Dentaclic suggère alors une ou plusieurs orientations diagnostiques au praticien qui peut évaluer la pertinence du diagnostic proposé face aux éléments rapportés par le patient (figures 6 et 7) et enfin choisir de suivre la conduite à tenir proposée.

Enfin, et toujours dans cette volonté de faciliter la prise en charge des patients par le médecin généraliste, Dentaclic propose aux utilisateurs des lettres et ordonnances types en fonction des diagnostics qui ont été retenus.

Les étapes futures de développement viseront notamment à ajouter une fonctionnalité de chatbot ou robot conversationnel pour permettre au médecin une détermination du diagnostic encore plus efficace et conviviale.

CONCLUSION

En répondant à un besoin spécifique d’aide à la prise en charge des urgences bucco-dentaires par le médecin généraliste, Dentaclic participe à un objectif plus global de décloisonnement des filières, d’amélioration de la qualité des soins prodigués aux patients par l’intermédiaire du numérique.

En formation ou en exercice, en hôpital ou en ville, l’appropriation par les professionnels de santé du numérique et d’applications efficaces est désormais incontournable pour le futur du système de soins.
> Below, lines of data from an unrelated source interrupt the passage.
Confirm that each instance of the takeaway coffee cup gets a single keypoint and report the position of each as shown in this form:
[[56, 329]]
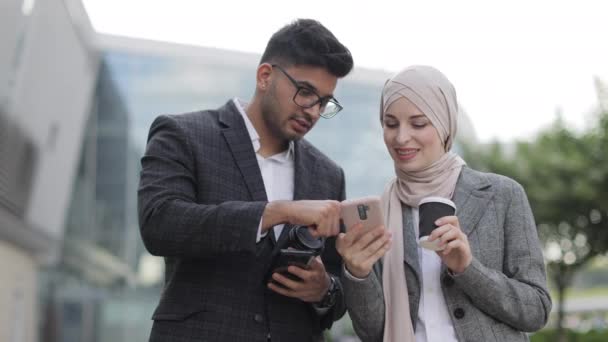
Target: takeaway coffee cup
[[429, 210]]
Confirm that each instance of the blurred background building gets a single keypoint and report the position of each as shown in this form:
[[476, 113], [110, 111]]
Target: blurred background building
[[75, 108]]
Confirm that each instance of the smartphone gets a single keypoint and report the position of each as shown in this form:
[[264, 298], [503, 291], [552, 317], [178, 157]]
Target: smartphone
[[365, 210], [289, 257]]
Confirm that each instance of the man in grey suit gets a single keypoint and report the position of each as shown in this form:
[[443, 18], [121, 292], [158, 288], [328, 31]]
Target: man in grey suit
[[221, 189]]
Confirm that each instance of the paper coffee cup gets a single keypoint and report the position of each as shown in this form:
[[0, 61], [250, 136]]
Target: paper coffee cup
[[430, 209]]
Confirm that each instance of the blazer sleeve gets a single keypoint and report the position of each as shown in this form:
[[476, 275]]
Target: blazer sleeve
[[333, 265], [172, 224], [518, 295]]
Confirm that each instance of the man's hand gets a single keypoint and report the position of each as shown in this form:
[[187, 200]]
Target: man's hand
[[361, 249], [311, 288], [323, 217]]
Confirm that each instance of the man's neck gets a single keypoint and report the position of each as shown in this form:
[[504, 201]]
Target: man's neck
[[269, 143]]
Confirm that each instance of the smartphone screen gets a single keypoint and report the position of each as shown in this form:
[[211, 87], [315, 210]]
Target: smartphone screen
[[365, 210]]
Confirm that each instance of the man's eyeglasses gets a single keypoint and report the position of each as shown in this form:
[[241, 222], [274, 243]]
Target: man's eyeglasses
[[306, 97]]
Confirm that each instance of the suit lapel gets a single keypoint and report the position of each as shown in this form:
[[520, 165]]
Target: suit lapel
[[303, 184], [239, 142], [472, 195]]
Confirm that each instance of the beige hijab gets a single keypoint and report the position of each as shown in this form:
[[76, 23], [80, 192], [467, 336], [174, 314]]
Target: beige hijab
[[435, 96]]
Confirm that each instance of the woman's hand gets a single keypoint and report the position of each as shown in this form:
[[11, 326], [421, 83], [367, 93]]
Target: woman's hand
[[361, 249], [456, 254]]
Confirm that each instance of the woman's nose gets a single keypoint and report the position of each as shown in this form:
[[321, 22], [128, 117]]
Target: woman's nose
[[403, 135]]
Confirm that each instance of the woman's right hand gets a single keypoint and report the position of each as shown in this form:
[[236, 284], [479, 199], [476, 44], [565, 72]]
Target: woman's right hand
[[361, 249]]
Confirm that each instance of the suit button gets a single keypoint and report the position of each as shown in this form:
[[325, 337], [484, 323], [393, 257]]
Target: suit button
[[448, 281], [459, 313], [258, 318]]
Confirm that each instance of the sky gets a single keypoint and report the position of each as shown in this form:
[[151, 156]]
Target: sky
[[514, 64]]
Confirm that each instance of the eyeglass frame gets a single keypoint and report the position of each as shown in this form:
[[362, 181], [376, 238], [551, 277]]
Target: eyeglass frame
[[320, 99]]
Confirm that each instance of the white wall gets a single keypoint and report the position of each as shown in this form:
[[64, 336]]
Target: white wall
[[51, 102], [10, 20], [18, 295]]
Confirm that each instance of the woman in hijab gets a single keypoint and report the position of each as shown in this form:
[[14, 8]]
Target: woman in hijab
[[489, 282]]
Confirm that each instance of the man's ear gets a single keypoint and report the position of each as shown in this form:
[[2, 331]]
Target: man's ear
[[263, 77]]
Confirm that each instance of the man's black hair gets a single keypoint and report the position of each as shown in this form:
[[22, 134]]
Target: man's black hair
[[308, 42]]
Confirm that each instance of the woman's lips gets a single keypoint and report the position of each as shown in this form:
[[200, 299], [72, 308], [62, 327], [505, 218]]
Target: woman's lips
[[406, 153]]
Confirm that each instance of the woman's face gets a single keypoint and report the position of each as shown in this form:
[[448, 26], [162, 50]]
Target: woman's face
[[411, 139]]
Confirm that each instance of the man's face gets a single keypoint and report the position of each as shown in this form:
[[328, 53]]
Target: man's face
[[285, 119]]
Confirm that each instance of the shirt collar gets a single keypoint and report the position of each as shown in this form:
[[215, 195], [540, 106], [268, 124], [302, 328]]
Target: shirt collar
[[255, 138]]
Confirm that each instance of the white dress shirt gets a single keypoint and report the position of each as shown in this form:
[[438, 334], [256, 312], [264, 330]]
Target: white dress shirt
[[277, 170], [434, 322]]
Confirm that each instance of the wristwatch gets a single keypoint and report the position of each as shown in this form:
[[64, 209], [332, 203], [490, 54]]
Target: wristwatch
[[330, 296]]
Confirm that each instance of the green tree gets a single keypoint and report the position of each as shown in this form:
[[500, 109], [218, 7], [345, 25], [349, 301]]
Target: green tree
[[565, 175]]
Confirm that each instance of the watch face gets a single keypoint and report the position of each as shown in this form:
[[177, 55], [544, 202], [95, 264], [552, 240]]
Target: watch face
[[330, 297]]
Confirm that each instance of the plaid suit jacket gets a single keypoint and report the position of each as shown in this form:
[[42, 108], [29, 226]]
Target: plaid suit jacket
[[200, 200]]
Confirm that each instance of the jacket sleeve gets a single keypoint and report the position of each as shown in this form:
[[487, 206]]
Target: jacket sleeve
[[333, 265], [172, 223], [518, 295]]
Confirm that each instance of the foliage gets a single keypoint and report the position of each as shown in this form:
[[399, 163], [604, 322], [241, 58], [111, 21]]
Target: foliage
[[565, 174]]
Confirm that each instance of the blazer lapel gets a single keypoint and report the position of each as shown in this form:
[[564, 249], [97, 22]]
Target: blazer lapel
[[303, 184], [239, 142], [471, 196]]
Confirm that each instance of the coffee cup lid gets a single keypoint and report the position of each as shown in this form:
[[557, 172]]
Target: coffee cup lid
[[437, 199]]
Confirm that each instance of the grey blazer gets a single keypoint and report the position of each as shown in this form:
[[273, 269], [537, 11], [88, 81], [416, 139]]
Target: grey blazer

La mise en ligne de la version Dentaclic 2.0 est prévue courant 2023 et sera disponible sur le site www.dentaclic.com

BIBLIOGRAPHIE

  • 1. Grignon R. Évaluation de la prise en charge des infections dentaires en médecine générale. Thèse d’exercice pour le Diplôme d’État de Docteur en Médecine générale. Université de Poitiers, 2014.
  • 2. Thomas DW, Satterthwaite J, Absi EG, Lewis MA, Shepherd JP. Antibiotic prescription for acute dental conditions in the primary care setting. Br Dent J 1996;181:401.404.
  • 3. Anderson R, Calder L, Thomas DW. Antibiotic prescribing for dental conditions: General medical practitioners and dentists compared. Br Dent J 2000;188:398.400.
  • 4. Hingre F, Huant T, Berbé C. Élaboration d’un outil d’aide au diagnostic et à la prise en charge des douleurs dentaires non traumatiques de l’adulte à l’usage des médecins de premier recours. Exercer 2019;154:274-280.
  • 5. Teich JM, Osheroff JA, Pifer EA, Sittig DF, Jenders RA. Clinical decision support in electronic prescribing: Recommendations and an action plan: Report of the joint clinical decision support workgroup. J Am Med Inform Assoc 2005;12:365-376.
  • 6. Comble PH, Renaud-Salis JL, Lagouarde P, Darmoni S. Étude des systèmes d’aide à la décision médicale. Étude commanditée par la Haute Autorité de santé, 2010.
  • 7. Centre d’Étude Sur les Supports de l’Information Médicale (CESSIM). Baromètres annuels sur les usages digitaux des professionnels de santé, 2016. [/www.ipsos.com/fr-fr/ les-pratiques-numeriques-des-medecins-generalistes-en-2016]
  • 8. Peiffer-Smadja N, Delory T, Jeanmougin P, et al. Quels sont les déterminants du succès durable d’un outil d’aide à la prescription antibiotique en médecine générale ? Médecine et Maladies Infectieuses 2020;50:S57.
  • 9. Letrilliart L, Supper I, Schuers M, et al. ECOGEN: étude des Éléments de la COnsultation en médecine GENérale. Exercer 2014;25:148-157.

Liens d’intérêt

Les auteurs déclarent n’avoir aucun lien d’intérêts.